Лето – убывающая Луна.
Лето – пустое зеркало за спиной.
Эти слова мои для тебя одной.
Там, далеко-далеко, ты в ночи одна.
Здесь я в июльскую полночь вхожу один,
Жду, небо бросит звезды под ноги нам,
Пусть украшают наш горизонт гардин…
Пусть пустота попрячется по углам.
Девочка, я спешу совершить с собой
Мне неизвестный ранее ритуал…
Я ожидаю поезд… Перрон, вокзал,
И бесконечность неба над головой…
Я беззаботный, юный, спешащий вдаль,
Мне беспричинно хочется жить и жить…
Только теперь откуда взялась печаль,
Мальчик, похожий внешне, скажи, скажи…
Девочка, ты прости, если что не так,
Я был с тобою честен… Любил, люблю.
Жаль, что поспешно август теснит июль…
Ветер полощет неба линялый стяг —
Шторами, их несет горизонт гардин…
И пустота не пылью в углах легла…
Я бесконечно в полночь вхожу один…
Лето… Луна и звезды… И зеркала…
Пусто без тебя, слышишь?! И радио это шумовое, чтобы пустоту заполнить. Едешь в метро, грохочет вокруг, люди не смотрят друг на друга, в телефоны уткнулись. Ты глаза закрываешь – и дома уже. Открываешь подъездную дверь, вызываешь лифт, который очень долго едет к тебе, входишь в него, нажимаешь кнопки и думаешь, как хорошо. Сейчас ты придешь домой, а там тебя ждут. Ждут и любят. И тепло стает, и ты много всего хотел сказать своему человеку. Хотел тогда, когда в метро ехал. А потом уже не скажешь, потому что так всегда бывает. Послушай звуки метро, вспомни, что ты сказать хотел…

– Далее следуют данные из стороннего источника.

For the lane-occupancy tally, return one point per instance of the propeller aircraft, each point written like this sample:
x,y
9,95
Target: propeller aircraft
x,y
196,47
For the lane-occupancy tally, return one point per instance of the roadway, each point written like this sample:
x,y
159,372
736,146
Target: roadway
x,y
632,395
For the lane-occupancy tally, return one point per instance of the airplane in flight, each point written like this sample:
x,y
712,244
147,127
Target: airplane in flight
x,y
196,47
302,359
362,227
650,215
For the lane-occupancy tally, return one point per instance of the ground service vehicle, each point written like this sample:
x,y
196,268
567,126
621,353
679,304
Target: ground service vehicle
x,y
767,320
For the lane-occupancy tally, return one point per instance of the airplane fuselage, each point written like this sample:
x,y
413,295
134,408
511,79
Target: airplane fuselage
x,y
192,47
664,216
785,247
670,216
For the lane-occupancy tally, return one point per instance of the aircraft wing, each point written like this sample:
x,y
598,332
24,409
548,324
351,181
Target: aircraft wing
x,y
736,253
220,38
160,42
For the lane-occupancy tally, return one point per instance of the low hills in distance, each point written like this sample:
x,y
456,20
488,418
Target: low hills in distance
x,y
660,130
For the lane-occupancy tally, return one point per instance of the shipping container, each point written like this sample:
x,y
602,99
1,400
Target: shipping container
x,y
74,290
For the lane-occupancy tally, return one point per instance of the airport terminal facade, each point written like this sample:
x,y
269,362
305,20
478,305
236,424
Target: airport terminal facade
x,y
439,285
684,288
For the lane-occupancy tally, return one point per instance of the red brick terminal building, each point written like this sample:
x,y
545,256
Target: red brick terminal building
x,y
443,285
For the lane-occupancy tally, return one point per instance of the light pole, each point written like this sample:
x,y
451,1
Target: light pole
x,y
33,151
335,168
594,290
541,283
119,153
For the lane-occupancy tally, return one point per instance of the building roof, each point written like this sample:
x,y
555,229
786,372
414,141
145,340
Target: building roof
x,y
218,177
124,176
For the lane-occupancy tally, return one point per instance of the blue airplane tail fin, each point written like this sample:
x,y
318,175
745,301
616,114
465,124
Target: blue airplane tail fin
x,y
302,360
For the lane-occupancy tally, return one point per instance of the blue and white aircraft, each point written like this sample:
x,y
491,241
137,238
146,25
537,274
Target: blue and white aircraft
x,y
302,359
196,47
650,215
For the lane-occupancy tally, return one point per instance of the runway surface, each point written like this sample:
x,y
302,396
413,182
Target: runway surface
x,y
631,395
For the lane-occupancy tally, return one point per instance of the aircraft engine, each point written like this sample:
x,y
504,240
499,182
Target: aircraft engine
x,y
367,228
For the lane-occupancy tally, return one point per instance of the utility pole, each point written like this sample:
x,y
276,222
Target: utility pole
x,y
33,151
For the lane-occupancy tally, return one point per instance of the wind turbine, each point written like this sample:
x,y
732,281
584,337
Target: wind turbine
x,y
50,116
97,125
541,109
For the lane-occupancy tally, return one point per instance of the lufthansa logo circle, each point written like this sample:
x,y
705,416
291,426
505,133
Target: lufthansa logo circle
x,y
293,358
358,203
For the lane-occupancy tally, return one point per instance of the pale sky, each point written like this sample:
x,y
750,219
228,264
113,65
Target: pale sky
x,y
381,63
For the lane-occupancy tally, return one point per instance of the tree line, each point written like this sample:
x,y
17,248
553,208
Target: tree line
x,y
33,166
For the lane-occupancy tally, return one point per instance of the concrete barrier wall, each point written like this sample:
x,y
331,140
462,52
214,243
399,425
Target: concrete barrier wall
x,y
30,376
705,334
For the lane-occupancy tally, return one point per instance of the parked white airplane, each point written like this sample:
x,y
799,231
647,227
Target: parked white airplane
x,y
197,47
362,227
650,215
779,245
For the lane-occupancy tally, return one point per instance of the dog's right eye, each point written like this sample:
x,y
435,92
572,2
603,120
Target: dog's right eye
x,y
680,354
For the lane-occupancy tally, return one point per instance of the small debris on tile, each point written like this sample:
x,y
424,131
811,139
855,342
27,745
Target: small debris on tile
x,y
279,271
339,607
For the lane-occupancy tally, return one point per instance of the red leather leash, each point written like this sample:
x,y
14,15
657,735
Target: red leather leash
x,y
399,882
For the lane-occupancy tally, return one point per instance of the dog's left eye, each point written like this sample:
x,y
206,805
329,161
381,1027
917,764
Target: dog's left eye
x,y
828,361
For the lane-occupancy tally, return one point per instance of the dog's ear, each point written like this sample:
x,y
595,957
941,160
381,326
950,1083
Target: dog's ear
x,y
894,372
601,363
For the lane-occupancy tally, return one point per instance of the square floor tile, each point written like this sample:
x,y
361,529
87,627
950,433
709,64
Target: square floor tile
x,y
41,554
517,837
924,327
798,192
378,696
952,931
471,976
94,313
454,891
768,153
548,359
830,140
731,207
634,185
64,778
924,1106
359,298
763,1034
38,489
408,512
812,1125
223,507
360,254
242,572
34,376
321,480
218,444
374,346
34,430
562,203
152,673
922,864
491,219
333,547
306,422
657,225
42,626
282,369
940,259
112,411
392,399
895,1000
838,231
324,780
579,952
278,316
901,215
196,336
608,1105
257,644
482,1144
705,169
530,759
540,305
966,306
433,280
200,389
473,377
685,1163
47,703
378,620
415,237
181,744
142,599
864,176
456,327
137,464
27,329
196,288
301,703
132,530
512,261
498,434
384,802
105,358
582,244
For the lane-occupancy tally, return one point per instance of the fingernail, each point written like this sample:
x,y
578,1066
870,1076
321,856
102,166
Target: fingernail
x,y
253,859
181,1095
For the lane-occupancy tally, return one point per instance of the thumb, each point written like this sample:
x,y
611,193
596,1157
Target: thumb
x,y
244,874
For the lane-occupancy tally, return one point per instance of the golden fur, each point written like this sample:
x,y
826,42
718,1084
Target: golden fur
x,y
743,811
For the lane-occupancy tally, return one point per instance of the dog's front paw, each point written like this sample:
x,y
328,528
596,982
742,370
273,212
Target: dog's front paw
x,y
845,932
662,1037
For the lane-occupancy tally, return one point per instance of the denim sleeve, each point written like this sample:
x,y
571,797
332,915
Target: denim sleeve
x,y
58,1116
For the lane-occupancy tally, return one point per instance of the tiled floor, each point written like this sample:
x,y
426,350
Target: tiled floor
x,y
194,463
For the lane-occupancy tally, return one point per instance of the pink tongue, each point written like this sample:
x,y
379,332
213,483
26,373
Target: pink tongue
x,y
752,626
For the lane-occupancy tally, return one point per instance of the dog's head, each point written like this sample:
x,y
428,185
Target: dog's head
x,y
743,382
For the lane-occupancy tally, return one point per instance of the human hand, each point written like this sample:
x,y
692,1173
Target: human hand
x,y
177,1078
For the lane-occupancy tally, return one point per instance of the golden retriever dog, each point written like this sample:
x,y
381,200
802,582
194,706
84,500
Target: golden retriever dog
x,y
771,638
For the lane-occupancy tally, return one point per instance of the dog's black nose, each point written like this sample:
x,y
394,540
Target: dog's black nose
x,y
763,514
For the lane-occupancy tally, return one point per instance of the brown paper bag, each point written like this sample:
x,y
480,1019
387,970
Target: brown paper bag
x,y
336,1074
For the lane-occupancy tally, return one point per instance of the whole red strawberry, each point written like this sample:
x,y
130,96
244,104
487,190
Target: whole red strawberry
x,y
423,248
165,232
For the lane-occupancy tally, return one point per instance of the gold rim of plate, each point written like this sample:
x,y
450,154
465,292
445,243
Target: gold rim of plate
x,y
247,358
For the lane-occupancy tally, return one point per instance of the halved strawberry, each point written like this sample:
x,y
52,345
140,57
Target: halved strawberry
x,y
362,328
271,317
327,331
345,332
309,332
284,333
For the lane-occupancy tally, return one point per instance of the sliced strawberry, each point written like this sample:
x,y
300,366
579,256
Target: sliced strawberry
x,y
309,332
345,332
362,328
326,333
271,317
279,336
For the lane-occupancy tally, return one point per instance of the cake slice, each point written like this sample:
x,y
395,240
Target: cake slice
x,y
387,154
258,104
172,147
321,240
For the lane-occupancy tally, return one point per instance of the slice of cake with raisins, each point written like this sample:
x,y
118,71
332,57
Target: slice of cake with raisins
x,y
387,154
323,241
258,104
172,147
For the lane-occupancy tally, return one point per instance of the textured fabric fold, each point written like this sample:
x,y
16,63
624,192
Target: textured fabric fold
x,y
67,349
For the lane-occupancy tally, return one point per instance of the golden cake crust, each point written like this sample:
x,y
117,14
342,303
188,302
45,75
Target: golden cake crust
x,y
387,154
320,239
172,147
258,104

Вой, но выкладывай слово «вечность», Кай.
Это твой смысл и спасение – привыкай
к слову и к состоянию глыбы льда.
Вечность, малыш, не кончится никогда.
Кай, нет ничего надежнее пустоты. Ты
лишь на четверть прежний, успел остыть.
Сердце ещё не успело обледенеть…
Сердце живое – тогда ты живой на треть.
Мой, но приёмный, красивый и дерзкий сын,
неуязвимость возможна, когда ты совсем один.
Нет ни любви, ни жалости… есть печаль —
вечность, в которой нам никого не жаль.
Кай, принимай как данность холодный лёд.
Видимый мир замерзнет, и боль пройдёт.
Герда тебя забыла – и ты забудь.
Чувствуешь, как твоя холодеет грудь?
Вот оно – состояние глыбы льда.
Вечность, малыш, не кончится никогда.
Тот, кто бросает кубики наши, слышно меня? Если нет любви, тогда зачем всё? Как в этой пустоте жить? Если эгоистически, из самолюбия, то да, цель есть. Нужно как-то так постараться, чтобы было, что сказать потом в ритуальном зале. Даже не это. Ведущая найдет что сказать. Или ведущий. Пусть у меня ведущий будет. Пусть не так, как в загсе будет. Пусть не бывшая регистраторша меня в последний путь провожает. Это не правильно, когда бывшие тетеньки из загса на тот свет напутствуют. Я дважды был на подобных мероприятиях, и мне два раза было жутко. Видавшая виды тетя пафосно сообщает живым о заслугах мертвого и в какой-то момент, особо грустный, когда сказано уже всё, когда уже его закроют крышкой и мы не увидимся больше на этом свете, она вдруг понимает, что не может объявить танец молодых, и тогда тетя особо печально и бесконечно возвышенно сообщает друзьям и родственникам, что сегодня бесконечно скорбный для них день и они будут помнить его всю оставшуюся жизнь, предлагает совершить круг вокруг гробика, под торжественного и печального задроченного Моцарта с его реквиемом.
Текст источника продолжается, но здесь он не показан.